Nope. He mentions this nowhere. Plus he specifically says that it only rises about one and half times, not double. And the instant yeast that he specifies is supposed to be added with dry ingredients and kept away from wet ingredients until mixed.

easiest way to never have dead yeast is to start it first. a little liquid and some kind of sugar. it will be visibly foaming when you mix wit ingredients. workhs for bread and beer.

i couldn’t tell you if pre-pitching the yeast will prevent making uber-bread, but it will rise.

I’m a little amused that this is a yeasty question, only because in my undercaffeineated state I misread the thread title as “Pizza douche question.”

There’s a nice image. (I think Old Dutch had a natural with their Salt & Vinegar Douche, but when they expanded to Sour Cream & Onion and the rest, it got a little weird.)

I use this dough recipe from Nick Stellino, but I do the mixing in a bread machine on the dough setting. Activating the yeast in warm water with a bit of sugar is important, to make sure you have live buggies in there. If the yeast mixture doesn’t look like the top of a cappuccino after 10 minutes, try again.

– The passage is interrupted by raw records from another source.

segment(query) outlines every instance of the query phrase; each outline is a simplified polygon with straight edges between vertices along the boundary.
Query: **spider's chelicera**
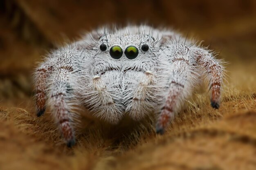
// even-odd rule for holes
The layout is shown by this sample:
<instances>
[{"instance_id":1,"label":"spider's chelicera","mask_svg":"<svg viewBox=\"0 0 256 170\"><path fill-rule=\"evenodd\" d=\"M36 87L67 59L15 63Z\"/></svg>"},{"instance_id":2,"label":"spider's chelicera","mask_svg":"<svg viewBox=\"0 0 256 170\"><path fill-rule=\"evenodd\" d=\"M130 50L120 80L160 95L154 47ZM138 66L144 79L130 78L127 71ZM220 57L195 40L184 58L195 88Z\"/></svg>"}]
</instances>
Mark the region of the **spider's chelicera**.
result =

Hell, after I make the dough and let it rise, I chop it into blobs and freeze them in individual bags. A day on the counter and they perk right back up (i.e.: puff up a bit and bubble, they won’t double in size again.) Hell, even if you don’t get good rise, it’ll still be better than frozen pizza.

Other Annie pizza tips:
-roll it out, save the hand tossing to the professionals
-don’t freak if it’s not perfectly round. Most of my pizzas look like Australia.
-Most canned sauces are too sweet. Try mixing tomato paste with water until you get a desired consistency, then mix in some dry oregano.
-precook the veggie toppings a bit before assembly. The home oven doesn’t get as hot as a commercial pizza oven-your tiles will bake the crust but the topside may need some help.
-I can’t use the pizza peel with any reliability, so after I roll out the dough to required size I place it on a sheet of parchment paper. Once pizza assembled, you can pick up the parchment gently by either side, and plunk the whole thing on the stone. As long as the pizza doesn’t burn, it won’t stick. Discard parch. before slicing.
-preheat that oven with the stone in for at least half an hour at 500 deg. Give that stone time to heat up.
-top pizza with pesto sauce, thinly sliced onion and drained ricotta (in that order). Then invite me over :wink:

Change your frig setting to not as cold.